The heifer groups are then artificially inseminated, summered on native range and pregnancy checked in the fall.

Since 1996, Padlock has range-calved its first-calf heifers rather than using calving sheds. The heifers are bred to small-frame bulls and planned to calve the first week of April. Fahsholtz says range calving produces better mothers.

Bred Females For Sale

The Padlock Ranch annually offers approximately 1,500 of its bred three-year-olds for sale.

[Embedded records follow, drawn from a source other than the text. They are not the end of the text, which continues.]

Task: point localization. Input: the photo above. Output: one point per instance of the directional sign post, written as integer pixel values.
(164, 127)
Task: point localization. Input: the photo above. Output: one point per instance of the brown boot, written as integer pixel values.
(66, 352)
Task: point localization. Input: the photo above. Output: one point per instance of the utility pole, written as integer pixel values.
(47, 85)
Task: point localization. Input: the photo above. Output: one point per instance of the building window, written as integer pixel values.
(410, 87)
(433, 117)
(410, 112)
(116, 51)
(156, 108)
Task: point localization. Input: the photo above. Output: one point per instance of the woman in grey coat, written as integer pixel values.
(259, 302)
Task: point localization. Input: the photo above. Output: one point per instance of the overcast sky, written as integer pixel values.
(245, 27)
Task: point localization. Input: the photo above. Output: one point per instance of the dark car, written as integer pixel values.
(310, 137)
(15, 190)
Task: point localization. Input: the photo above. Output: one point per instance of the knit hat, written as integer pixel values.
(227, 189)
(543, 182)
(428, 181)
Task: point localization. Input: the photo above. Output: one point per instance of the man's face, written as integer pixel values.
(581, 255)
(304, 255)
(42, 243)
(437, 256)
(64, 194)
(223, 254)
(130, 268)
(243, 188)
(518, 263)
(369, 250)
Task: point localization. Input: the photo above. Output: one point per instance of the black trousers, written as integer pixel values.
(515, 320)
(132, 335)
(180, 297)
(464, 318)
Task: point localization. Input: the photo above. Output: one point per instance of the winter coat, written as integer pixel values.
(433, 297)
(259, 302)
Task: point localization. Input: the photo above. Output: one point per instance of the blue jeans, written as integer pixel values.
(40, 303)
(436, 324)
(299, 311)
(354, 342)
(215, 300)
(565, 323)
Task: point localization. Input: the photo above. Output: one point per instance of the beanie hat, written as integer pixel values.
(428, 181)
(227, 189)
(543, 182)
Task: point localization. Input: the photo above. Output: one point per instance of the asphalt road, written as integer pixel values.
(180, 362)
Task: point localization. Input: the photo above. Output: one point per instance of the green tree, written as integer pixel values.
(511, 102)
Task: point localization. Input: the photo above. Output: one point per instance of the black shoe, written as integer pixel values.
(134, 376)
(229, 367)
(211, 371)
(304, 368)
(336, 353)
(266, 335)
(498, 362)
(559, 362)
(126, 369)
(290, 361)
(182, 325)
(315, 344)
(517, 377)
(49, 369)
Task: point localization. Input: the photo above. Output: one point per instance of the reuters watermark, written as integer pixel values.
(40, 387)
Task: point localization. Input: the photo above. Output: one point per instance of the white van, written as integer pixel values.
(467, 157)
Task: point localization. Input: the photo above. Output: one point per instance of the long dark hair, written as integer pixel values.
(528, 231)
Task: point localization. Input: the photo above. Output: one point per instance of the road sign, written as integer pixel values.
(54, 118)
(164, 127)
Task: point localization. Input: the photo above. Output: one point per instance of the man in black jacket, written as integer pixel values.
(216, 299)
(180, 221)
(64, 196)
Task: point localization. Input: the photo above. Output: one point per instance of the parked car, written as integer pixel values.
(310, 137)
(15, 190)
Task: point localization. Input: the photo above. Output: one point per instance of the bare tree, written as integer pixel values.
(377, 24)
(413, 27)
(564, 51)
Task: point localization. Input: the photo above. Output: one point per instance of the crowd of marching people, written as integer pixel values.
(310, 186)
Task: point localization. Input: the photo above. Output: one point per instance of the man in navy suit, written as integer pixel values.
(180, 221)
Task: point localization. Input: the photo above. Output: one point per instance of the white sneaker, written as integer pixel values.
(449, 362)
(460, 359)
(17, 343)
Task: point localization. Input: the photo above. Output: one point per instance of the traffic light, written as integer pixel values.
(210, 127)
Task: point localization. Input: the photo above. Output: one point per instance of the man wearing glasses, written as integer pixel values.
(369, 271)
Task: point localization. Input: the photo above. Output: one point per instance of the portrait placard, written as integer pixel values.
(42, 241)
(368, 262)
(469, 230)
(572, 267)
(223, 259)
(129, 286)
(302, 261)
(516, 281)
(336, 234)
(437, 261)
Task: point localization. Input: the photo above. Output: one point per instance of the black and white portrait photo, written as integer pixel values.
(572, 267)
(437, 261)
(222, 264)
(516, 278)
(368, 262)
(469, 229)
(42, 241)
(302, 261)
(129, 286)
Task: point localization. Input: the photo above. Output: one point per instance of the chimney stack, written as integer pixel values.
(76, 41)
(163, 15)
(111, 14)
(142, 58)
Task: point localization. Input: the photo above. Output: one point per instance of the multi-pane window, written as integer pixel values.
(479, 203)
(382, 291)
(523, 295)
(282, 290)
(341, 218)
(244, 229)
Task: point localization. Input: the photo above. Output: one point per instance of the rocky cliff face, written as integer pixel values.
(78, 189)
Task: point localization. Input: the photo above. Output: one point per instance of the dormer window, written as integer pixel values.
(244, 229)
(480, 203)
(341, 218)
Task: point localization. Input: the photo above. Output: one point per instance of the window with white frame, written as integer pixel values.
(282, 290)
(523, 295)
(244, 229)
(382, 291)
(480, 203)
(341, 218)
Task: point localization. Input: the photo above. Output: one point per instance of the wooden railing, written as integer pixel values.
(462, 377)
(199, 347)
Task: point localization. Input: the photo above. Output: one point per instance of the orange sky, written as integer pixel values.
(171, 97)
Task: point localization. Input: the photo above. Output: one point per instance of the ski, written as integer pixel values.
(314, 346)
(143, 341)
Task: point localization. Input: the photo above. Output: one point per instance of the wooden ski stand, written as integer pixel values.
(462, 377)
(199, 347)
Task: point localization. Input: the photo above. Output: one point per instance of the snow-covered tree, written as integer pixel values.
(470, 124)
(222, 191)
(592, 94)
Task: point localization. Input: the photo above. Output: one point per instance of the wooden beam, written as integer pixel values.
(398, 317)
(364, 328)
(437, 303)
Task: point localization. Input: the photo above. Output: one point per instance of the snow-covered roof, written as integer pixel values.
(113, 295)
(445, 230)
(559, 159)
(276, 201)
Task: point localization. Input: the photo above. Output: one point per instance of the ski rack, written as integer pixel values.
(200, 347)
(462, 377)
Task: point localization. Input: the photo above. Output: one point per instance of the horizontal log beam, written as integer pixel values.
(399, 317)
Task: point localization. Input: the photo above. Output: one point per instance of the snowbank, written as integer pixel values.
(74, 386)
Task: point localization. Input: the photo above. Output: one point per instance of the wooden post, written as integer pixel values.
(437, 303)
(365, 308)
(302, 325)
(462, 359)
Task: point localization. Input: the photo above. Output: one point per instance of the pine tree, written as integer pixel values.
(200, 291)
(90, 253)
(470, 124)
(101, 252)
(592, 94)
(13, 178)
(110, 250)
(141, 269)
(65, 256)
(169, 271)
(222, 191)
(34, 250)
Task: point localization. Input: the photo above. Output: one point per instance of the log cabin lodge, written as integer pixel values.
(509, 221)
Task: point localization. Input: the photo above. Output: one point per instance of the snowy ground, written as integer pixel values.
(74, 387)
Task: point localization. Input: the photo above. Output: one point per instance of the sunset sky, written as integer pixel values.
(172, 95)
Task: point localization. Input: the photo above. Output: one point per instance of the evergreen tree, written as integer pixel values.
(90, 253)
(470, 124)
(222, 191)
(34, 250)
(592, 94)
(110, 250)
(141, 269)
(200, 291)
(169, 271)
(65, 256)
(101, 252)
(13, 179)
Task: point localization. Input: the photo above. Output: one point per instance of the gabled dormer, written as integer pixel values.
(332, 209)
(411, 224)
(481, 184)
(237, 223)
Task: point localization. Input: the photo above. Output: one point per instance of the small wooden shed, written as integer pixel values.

“These young cows have successfully given birth to their first calf in range conditions and are pregnant with their second,” he says. “They're ideal for ranchers trying to manage the expense of developing and calving first-calf heifers. We're especially interested in entering into long-term relationships with terminal cross breeders.” Historical feeding and carcass data are available upon request.

Fahsholtz says he'll sit down with a prospective buyer and pencil the costs of buying replacements.

“Most times, we find that a ranch with fewer than 500 head can buy replacement females for less than what it costs to raise them at home,” he says. “We're finding that ranchers more and more are recognizing they don't need to raise their own replacements as long as they can find a reliable source of breeding cattle.”